E olha que eu nem vou entrar na cepa de homens que traem, agridem, matam e de pessoas preconceituosas ganharem centenas de milhares de seguidores após serem expostas e/ou condenadas por seus crimes.

O modelo de sociedade que temos hoje foi construído em cima de muito sangue. Não é à toa que tenha sido naturalizado a necessidade de ver tragédias para sentir algo parecido com empatia. A verdade é que o ser humano perdeu sua capacidade de ser humano. Apenas lágrimas brancas são capazes de comover. Há catástrofes climáticas acontecendo em vários países de maioria não-branca e sem infraestrutura, mas essas não dão nos jornais e plantões.

Os movimentos sociais precisam da força das redes e vice-versa, porque hoje, no século 21, podemos nos informar, nos unir e nos fortalecer de forma muito mais rápida e eficiente do que em reuniões semanais, protestar contra uma proposta absurda, chamar atenção de algum deputado progressista que abre uma representação ou denúncia ao ministério público graças a essas movimentações. Um post nas redes pode alcançar milhões de pessoas e o assunto pode virar pauta nos principais jornais do país. É um trabalho que deveria ser levado a sério e como tal reconhecido e remunerado.
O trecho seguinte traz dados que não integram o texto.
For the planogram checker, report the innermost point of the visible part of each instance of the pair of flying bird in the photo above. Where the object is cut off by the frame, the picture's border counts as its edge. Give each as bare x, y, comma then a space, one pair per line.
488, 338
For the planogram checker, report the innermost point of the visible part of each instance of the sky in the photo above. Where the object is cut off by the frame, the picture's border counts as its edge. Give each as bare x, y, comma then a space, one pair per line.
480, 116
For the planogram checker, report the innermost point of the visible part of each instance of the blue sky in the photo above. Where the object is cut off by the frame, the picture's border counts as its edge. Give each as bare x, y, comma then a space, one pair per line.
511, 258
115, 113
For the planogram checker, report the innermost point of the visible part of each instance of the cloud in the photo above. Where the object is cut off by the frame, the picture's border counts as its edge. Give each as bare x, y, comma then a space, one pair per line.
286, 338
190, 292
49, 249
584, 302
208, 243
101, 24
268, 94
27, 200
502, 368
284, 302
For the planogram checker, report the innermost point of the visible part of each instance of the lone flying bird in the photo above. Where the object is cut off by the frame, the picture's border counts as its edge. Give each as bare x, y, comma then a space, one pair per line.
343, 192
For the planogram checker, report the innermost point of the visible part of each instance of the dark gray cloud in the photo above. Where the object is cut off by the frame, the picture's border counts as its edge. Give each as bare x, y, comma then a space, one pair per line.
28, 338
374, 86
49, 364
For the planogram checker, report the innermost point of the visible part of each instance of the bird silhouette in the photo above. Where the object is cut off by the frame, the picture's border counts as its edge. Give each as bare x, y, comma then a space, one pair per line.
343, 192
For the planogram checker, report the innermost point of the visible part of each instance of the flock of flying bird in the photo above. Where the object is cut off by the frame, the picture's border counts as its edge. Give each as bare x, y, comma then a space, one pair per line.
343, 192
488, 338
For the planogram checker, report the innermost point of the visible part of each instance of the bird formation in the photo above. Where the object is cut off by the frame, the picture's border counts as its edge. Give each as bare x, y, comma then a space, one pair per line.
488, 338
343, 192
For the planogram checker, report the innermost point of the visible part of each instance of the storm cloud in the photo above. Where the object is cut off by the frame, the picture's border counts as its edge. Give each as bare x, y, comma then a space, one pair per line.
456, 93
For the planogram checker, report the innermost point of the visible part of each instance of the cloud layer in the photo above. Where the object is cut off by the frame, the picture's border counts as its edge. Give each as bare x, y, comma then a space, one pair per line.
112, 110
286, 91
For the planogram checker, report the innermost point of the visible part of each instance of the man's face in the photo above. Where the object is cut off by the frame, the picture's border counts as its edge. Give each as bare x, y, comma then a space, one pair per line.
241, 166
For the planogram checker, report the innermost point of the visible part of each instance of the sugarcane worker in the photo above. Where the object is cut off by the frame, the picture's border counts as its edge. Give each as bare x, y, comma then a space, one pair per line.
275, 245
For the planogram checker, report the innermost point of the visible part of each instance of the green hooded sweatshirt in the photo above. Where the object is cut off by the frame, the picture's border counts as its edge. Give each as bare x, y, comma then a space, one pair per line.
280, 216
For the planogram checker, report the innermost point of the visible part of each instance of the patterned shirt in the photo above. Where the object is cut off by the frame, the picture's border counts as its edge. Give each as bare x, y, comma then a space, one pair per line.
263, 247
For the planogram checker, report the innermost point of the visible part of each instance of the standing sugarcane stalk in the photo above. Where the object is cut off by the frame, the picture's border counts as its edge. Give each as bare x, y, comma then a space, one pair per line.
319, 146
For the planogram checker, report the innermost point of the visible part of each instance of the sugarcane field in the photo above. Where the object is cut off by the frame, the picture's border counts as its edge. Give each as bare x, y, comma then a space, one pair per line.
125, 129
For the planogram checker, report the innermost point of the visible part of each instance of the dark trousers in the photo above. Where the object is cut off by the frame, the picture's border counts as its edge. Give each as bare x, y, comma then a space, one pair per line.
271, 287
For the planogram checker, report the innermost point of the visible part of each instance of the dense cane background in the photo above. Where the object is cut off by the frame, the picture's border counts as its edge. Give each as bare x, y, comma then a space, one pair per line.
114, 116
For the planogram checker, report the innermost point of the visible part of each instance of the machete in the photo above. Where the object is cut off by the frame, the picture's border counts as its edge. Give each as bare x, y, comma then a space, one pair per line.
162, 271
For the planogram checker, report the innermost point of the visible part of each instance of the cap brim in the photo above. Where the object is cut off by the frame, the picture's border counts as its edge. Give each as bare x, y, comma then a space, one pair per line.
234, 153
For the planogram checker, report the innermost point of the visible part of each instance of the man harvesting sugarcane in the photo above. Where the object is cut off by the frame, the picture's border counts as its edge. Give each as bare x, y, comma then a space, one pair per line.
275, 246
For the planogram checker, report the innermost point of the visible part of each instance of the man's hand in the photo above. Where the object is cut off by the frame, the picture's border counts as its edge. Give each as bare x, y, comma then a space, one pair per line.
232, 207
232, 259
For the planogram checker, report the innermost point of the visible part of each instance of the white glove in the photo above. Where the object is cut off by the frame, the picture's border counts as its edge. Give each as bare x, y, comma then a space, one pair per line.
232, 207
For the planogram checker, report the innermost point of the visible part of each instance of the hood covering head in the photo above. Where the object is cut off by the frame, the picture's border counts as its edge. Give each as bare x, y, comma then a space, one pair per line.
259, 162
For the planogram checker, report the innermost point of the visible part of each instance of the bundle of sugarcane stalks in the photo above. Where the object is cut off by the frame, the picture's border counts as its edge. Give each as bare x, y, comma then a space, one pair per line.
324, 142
Seguir pessoas negras te faz tão antirracista quanto um homem que diz não é machista porque sua mãe é uma mulher. Sua curtida não é protesto ou desconstrução de preconceito. Engajar na luta exige muito mais que isso. Exige um compromisso pessoal e intransferível.
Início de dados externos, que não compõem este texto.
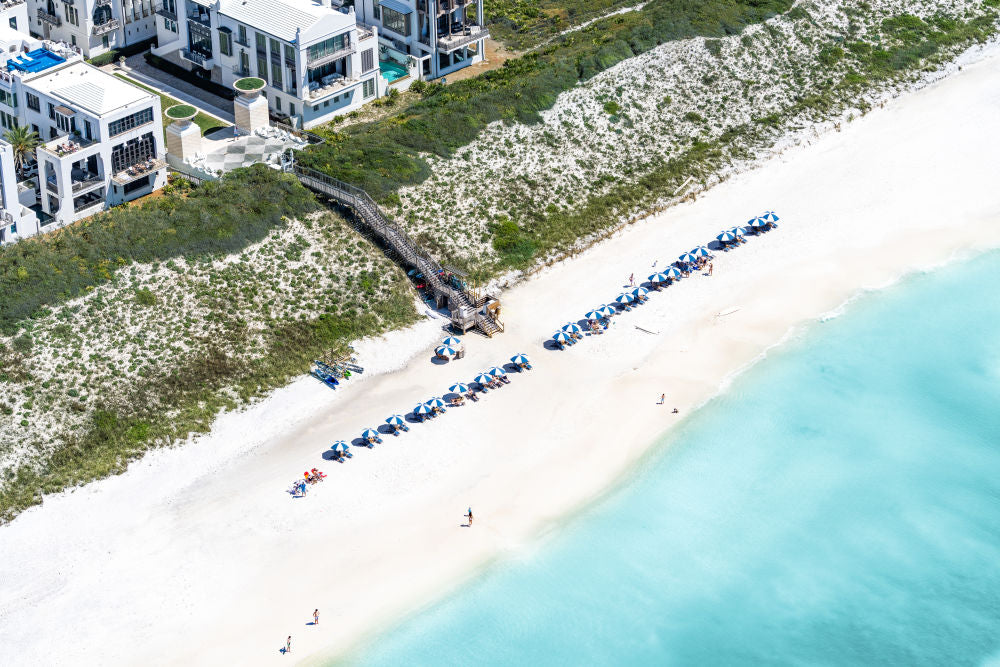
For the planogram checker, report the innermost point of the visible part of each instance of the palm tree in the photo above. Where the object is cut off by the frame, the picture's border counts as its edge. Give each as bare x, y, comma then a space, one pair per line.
24, 141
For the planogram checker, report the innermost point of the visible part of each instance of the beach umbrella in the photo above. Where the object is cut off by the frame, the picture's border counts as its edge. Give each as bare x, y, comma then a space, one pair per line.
445, 351
624, 298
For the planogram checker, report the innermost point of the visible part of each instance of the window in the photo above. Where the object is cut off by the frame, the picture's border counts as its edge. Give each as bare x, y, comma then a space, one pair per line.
132, 152
225, 42
393, 20
328, 47
130, 122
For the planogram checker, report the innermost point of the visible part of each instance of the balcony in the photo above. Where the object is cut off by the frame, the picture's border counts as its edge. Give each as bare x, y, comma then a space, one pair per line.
137, 171
330, 57
467, 36
108, 26
51, 19
197, 58
160, 10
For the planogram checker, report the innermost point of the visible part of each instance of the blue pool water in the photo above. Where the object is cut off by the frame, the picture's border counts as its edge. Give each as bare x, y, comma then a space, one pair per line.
391, 70
35, 61
839, 505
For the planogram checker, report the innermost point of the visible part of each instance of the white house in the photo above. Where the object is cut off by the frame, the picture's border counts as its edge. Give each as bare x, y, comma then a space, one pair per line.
317, 61
103, 139
93, 26
429, 38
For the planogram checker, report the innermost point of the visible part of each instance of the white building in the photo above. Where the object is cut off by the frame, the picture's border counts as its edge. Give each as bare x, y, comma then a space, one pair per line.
430, 38
93, 26
317, 61
103, 139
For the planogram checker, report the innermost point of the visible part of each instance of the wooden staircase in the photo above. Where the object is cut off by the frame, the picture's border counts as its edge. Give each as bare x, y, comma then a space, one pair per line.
402, 246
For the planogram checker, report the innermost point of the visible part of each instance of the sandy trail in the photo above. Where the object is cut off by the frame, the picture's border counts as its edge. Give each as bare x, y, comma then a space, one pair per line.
197, 556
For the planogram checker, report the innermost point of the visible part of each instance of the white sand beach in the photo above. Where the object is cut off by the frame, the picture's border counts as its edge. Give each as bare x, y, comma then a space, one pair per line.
197, 555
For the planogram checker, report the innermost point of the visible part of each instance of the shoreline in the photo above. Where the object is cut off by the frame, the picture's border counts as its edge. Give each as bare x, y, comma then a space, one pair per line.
351, 545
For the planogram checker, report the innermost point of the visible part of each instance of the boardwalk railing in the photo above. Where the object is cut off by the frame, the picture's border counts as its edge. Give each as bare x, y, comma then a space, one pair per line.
394, 237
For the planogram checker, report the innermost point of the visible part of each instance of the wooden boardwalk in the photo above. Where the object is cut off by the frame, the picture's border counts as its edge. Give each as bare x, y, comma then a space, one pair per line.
405, 249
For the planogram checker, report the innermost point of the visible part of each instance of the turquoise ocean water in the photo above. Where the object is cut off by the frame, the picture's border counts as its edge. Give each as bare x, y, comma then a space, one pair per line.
840, 504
Uma pessoa preta ou gorda ou lgbtqiapn+ ou mulher ascender a uma posição de poder não basta sem compromisso com o coletivo. Representatividade vazia não muda absolutamente nada. Estamos carentes e desesperados por mudanças, mas precisamos parar de nos emocionar com uma fala sensata de qualquer pessoa que constatando obviedades, mas sem um histórico de luta pelos direitos do povo.

O ano é 2024 sabe...ignorância é uma escolha.

As feministas que querem acabar com o patriarcado xingando homem de macho, fazendo piadinha de calvo e disfunção erétil, e os anticapitalistas que querem derrubar o sistema no grito sem combater o racismo do qual o sistema depende para se manter. Esses dois grupos entram num bar...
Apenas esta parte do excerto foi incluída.